Zoom Image

A sign on a Lithuanian border town: From now on, Russian cars will no longer be allowed to pass in the direction of the EU

Photo: IMAGO/Artur Widak / IMAGO/NurPhoto

The Baltic states of Estonia, Latvia and Lithuania have closed their borders to vehicles registered in Russia. In line with the guidelines of the EU Commission, no one will be allowed to cross the border into Estonia in a car with Russian license plates from Wednesday morning, according to the Interior Ministry in Tallinn.

Estonia thus follows the other two Baltic states, Latvia and Lithuania, where the rule already applies. Cars with Russian license plates must therefore turn back at the external borders of the three EU and NATO states. Otherwise, the vehicles could be confiscated, it said.

Exceptions apply, for example, to transit traffic between Russia and its Baltic exclave of Kaliningrad and to vehicles used by diplomatic and consular missions. Conversely, cars with Russian license plates are allowed to leave the Baltic states across the EU's external border, provided that they are only used as a means of transport.

The background to this is a clarification by the EU Commission on 8 September on the implementation of the EU sanctions imposed on Russia. According to this, vehicles registered in Russia are no longer allowed to enter the territory of the EU. It does not matter whether they are used privately or commercially.

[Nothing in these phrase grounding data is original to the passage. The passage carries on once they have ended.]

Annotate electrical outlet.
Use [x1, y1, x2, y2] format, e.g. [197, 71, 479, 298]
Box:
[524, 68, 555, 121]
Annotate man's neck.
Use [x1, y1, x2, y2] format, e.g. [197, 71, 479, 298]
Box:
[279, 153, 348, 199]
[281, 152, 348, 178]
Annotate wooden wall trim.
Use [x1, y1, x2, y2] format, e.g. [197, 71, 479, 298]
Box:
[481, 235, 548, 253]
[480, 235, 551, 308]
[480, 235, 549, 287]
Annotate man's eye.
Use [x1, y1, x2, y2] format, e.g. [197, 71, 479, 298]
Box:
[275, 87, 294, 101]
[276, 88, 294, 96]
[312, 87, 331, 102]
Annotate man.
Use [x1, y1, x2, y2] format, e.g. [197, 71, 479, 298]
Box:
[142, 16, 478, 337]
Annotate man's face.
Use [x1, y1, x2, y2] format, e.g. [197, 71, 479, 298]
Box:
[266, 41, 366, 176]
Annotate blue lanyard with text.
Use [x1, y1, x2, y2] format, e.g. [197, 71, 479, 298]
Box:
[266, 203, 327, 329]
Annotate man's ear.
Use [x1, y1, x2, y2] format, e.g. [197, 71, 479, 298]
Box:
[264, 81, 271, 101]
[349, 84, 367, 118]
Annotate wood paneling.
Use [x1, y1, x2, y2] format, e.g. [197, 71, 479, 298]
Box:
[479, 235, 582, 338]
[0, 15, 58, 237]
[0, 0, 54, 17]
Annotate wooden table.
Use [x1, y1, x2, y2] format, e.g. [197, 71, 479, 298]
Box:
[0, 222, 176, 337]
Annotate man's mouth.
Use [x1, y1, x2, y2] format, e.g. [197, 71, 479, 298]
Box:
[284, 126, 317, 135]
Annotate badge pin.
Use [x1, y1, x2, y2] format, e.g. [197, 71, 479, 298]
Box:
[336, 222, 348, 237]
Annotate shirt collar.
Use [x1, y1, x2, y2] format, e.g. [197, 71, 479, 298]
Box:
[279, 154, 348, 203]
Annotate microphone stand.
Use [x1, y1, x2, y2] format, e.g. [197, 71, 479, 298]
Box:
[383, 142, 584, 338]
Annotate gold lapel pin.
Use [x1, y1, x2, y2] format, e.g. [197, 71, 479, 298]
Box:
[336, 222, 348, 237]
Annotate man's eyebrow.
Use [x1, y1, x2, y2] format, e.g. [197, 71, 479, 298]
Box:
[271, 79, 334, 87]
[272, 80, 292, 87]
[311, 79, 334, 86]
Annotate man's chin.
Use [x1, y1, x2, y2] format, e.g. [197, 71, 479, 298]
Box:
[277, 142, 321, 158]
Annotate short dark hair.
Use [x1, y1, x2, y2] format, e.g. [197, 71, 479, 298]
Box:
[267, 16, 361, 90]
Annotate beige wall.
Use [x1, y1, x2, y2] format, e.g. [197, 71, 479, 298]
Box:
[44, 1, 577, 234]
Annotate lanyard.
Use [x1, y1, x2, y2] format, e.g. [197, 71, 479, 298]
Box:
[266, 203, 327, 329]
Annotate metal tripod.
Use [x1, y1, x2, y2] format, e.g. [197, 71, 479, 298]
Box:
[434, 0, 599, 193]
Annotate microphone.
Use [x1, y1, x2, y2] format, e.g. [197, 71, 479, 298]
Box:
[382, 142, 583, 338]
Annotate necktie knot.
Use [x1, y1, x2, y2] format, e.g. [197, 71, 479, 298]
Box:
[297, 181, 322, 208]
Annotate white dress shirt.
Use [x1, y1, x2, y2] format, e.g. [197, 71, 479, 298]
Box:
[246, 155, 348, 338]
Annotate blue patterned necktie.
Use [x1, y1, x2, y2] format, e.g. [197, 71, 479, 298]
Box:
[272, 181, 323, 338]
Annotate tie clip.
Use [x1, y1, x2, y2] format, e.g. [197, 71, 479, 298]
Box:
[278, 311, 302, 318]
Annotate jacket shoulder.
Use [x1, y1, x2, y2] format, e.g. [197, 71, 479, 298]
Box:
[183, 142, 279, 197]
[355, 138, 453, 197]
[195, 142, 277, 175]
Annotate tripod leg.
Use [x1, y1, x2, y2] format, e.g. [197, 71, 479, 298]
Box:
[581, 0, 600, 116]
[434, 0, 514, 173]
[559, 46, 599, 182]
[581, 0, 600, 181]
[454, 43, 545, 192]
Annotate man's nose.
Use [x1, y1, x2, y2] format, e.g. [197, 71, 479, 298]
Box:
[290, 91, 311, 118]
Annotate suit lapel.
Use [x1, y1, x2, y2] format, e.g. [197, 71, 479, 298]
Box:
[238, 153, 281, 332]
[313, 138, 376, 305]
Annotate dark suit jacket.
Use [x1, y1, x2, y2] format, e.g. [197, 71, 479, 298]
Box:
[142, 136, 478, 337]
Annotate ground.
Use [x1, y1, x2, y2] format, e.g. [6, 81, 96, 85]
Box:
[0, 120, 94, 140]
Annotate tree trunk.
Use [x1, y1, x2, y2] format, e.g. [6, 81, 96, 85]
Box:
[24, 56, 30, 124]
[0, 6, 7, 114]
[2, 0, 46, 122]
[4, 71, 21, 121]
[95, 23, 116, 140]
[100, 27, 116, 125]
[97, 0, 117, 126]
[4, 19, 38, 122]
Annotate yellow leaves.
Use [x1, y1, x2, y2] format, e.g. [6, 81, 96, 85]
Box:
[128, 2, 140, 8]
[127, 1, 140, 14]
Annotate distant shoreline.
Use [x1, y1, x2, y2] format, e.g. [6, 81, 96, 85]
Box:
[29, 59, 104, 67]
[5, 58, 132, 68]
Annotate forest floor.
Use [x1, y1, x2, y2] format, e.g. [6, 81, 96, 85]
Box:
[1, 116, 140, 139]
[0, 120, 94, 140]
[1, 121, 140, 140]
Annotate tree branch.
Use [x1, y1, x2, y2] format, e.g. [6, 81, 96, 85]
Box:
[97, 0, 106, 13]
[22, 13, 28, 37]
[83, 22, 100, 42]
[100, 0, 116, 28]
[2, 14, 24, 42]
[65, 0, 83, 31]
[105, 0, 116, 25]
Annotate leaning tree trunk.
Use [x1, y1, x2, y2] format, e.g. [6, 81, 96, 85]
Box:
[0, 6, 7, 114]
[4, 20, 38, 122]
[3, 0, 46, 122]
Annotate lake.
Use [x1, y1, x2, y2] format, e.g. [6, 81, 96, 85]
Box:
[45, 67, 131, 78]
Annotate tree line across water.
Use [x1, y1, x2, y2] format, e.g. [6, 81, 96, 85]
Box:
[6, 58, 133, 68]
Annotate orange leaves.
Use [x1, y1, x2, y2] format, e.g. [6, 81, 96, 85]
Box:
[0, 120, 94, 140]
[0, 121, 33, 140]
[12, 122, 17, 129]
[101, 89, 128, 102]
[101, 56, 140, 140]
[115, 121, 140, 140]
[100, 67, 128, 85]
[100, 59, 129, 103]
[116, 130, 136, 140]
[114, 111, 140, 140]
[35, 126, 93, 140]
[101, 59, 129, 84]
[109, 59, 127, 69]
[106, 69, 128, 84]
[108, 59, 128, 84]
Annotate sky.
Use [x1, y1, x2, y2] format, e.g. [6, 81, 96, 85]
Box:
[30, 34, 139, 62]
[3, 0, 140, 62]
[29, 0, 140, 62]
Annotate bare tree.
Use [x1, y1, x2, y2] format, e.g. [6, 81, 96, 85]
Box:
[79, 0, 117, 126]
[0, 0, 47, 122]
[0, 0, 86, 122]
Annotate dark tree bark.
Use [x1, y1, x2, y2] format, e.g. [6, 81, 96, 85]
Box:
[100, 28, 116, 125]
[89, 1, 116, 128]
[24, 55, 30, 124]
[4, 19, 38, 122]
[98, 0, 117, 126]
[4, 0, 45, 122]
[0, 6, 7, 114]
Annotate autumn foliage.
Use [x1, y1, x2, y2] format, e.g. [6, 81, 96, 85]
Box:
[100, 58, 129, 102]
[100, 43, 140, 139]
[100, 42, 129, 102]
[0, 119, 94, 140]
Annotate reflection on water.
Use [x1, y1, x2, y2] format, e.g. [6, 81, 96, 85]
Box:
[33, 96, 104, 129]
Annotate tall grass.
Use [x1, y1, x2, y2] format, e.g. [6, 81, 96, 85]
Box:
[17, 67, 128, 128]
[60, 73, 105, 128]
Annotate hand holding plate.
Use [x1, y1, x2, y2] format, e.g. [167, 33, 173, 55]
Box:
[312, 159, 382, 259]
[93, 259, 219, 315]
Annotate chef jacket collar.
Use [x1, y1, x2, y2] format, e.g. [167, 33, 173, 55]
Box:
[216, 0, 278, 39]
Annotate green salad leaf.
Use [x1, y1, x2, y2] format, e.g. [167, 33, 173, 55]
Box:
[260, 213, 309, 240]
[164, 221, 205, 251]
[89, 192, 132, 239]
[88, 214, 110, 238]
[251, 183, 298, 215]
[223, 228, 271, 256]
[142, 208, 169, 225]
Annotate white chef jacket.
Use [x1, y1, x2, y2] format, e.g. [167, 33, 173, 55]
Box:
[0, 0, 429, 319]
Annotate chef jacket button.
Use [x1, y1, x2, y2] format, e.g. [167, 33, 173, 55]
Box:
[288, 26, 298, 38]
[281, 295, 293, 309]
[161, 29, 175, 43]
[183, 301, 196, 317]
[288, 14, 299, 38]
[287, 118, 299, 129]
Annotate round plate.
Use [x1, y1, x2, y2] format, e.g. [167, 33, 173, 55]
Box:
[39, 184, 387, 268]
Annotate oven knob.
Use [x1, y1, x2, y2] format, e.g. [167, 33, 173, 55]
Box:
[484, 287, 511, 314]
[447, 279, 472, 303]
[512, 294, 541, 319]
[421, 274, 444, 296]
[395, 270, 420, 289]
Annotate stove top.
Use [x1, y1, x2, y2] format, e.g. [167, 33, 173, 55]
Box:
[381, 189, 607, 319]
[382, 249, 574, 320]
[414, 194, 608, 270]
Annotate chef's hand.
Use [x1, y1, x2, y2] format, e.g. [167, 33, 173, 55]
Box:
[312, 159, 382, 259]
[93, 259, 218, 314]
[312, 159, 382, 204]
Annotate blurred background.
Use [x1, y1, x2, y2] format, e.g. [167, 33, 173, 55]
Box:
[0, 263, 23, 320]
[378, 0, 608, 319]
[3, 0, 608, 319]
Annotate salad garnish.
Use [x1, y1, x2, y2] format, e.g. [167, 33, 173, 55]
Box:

"We cannot allow the citizens of an aggressor state to enjoy the benefits of freedom and democracy while Russia continues its genocide in Ukraine," said Estonian Foreign Minister Margus Tsahkna. The binding entry ban is right and the restrictions will have a greater impact if they are implemented together.

In response to Russia's war against Ukraine, the Baltic states, together with Poland, had previously stopped entry for many people from the neighboring country almost a year ago.